Pandemi Covid-19 di Indonesia belum memperlihatkan tanda-tanda akan berakhir. Sejumlah strategi dan kebijakan yang telah digulirkan belum juga berhasil mengendalikan penyebaran dan penularan Covid-19. Penularan justru terus meningkat. Kini, angkanya telah menyentuh batas psikologis 200.000 kasus.
Dari beberapa faktor penyebab sulitnya Indonesia keluar dari cekaman pandemi selama 7 bulan ini, salah satu yang disorot ialah lemahnya kepemimpinan dari tingkat pusat sampai daerah. Bisa dikatakan Indonesia kekurangan pemimpin yang memiliki visi kebencanaan.
Itu terlihat dari kebijakan-kebijakan yang kurang tanggap, komunikasi yang buruk, serta koordinasi yang lemah.
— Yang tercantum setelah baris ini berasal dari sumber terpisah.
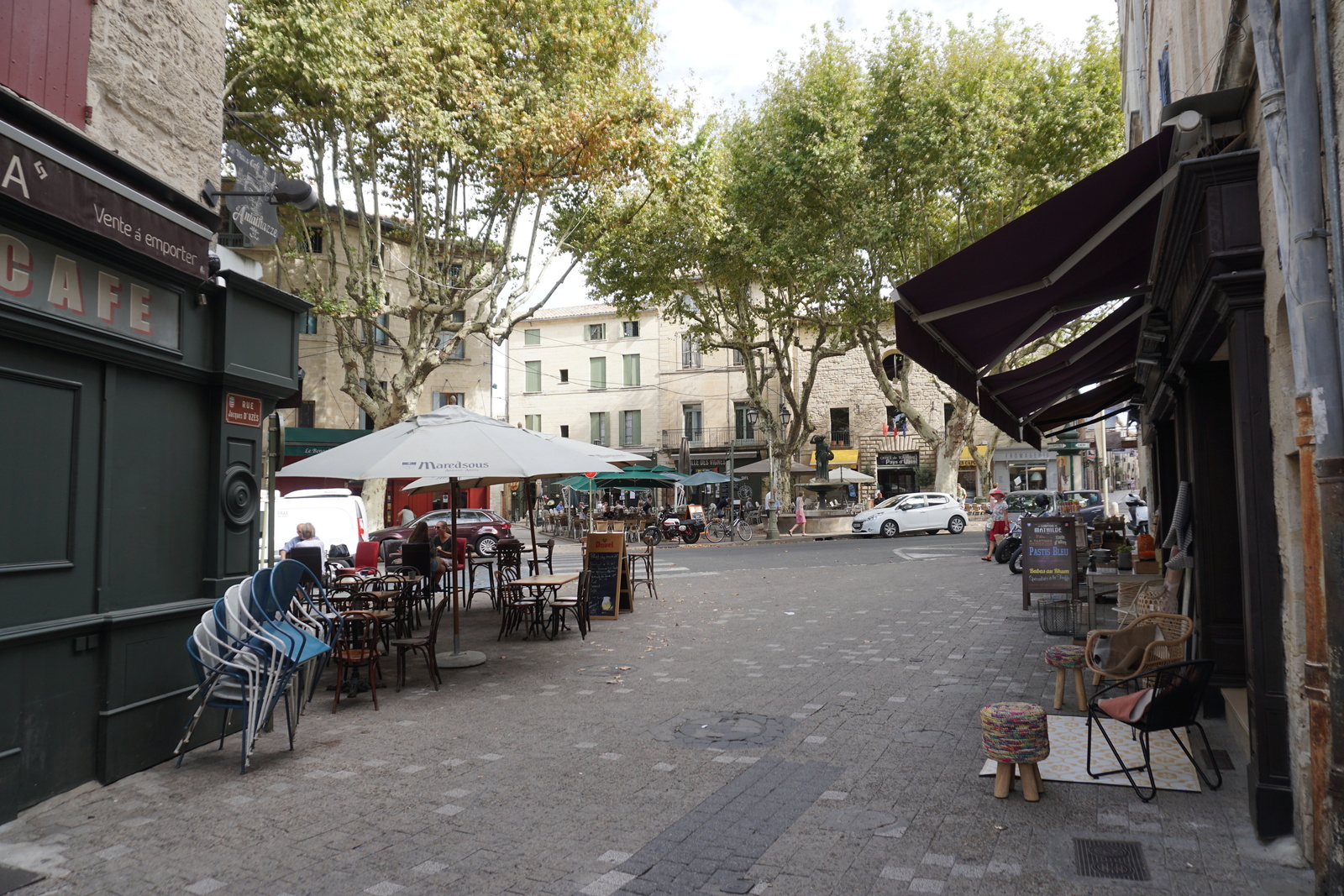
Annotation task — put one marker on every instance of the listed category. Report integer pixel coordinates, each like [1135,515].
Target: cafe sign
[898,458]
[57,282]
[53,183]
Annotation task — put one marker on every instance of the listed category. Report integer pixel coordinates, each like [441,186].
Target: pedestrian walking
[998,520]
[799,516]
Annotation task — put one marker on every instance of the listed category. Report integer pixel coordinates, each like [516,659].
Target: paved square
[862,775]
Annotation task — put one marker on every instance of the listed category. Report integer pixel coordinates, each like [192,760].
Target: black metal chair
[1178,691]
[534,567]
[311,558]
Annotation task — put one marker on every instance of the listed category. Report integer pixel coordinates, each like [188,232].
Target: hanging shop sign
[255,217]
[50,183]
[40,277]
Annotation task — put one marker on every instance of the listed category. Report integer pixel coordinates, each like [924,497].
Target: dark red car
[481,528]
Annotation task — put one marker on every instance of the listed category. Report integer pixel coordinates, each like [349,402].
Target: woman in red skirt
[998,520]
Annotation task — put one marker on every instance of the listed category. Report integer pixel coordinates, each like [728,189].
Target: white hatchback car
[921,512]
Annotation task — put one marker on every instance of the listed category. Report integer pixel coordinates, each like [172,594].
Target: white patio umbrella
[459,448]
[846,476]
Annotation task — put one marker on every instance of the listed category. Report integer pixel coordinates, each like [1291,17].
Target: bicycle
[718,530]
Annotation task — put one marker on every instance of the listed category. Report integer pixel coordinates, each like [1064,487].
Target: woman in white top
[799,516]
[308,539]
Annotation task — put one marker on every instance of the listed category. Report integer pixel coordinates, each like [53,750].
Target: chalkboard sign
[1048,557]
[609,590]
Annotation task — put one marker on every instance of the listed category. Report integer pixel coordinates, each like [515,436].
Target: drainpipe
[1294,149]
[1330,470]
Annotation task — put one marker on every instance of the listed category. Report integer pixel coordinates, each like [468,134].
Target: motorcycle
[1012,542]
[1137,521]
[672,527]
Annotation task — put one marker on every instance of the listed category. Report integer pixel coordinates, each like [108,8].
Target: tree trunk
[375,496]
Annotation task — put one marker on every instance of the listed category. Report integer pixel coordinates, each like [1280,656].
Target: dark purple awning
[1110,394]
[1075,251]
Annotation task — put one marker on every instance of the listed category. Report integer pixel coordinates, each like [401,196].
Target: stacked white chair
[249,647]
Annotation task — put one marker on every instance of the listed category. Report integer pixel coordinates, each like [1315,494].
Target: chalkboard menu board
[1048,557]
[609,589]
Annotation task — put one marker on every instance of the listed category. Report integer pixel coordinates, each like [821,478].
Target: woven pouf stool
[1068,656]
[1015,734]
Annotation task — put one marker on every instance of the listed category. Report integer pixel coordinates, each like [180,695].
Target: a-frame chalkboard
[609,587]
[1048,557]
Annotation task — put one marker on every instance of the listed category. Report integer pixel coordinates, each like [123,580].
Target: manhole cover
[606,671]
[732,730]
[1115,859]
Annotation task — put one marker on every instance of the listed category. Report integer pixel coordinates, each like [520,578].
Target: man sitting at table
[443,543]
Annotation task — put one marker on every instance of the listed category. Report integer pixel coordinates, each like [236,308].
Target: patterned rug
[1068,757]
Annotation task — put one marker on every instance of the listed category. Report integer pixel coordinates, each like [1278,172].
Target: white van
[336,515]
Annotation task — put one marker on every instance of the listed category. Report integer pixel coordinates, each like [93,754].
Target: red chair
[366,557]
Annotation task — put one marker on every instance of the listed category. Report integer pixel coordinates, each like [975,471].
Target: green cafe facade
[134,387]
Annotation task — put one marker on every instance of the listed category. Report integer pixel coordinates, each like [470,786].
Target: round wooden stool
[1068,656]
[1015,734]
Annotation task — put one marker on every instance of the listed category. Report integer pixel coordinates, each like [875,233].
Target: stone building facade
[589,374]
[148,380]
[156,83]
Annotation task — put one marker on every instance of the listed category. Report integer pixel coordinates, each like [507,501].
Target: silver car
[918,512]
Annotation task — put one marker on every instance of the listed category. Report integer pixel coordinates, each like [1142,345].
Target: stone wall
[156,81]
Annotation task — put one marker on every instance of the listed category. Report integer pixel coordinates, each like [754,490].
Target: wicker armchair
[1169,647]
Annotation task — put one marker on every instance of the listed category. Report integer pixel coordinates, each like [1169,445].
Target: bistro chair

Pendek kata, selain gagap dan buta pandemi kita juga bermasalah dalam hal kekompakan.
Efeknya menjalar hingga ke akar rumput. Masyarakat yang melihat kekacauan di tingkat atas menjadi kehilangan kepercayaan. Di sisi lain sebagian masyarakat diam-diam meniru perilaku para pemimpin dan pejabat yang kurang bisa menjadi teladan.
Ambil contoh beberapa waktu lalu sejumlah menteri ketahuan berfoto bersama dalam jarak dekat tanpa menggunakan masker. Padahal belum lama Presiden Jokowi melalui akun media sosialnya kembali mengajak masyarakat untuk meningkatkan kepatuhan menerapkan protokol kesehatan.
Beberapa hari ini kita juga disuguhi perilaku buruk beberapa bakal calon kepala daerah. Di sejumlah daerah para calon mengumpulkan pendukungnya dalam deklarasi dan arak-arakan pendaftaran ke KPUD. Belakangan diketahui sebanyak 46 bakal peserta pilkada itu terkonfirmasi positif terpapar Covid-19. Belum jadi pemimpin saja sudah menimbulkan bencana.
Itu hanya sekelumit contoh dan faktor kepemimpinan bukan satu-satunya penyebab pandemi sulit ditangani. Kesadaran masyarakat yang ironisnya semakin menurun juga berkontribusi. Kombinasi dua hal tersebut membuat pandemi semakin berlarut-larut.
Lonjakan angka positif Covid-19 yang menembus ratusan ribu merupakan hasil kombinasi buruknya manajemen kedaruratan pandemi yang menjadi bagian pemerintah serta ketidakberdayaan masyarakat untuk menghindari ancaman.
Di antara keduanya terbentang masalah kepercayaan dan kerja sama yang merupakan pilar penopang ketahanan terhadap bencana apapun, termasuk pandemi.
Jika faktor-faktor di atas tidak segera diperbaiki dan penularan Covid-19 di tengah masyarakat terus meningkat, kita pantas bertanya dengan penuh cemas. Sampai kapan kita akan bertahan? Akankah Indonesia akhirnya kalah melawan pandemi?
Hal penting yang mendesak kita butuhkan sekarang ialah energi baru berupa kesadaran dan perspektif yang lebih baik. Belum terlambat bagi Indonesia. Asalkan kegagalan mengendalikan pandemi selama 7 bulan ini segera direspon secara serius, cepat, dan tepat.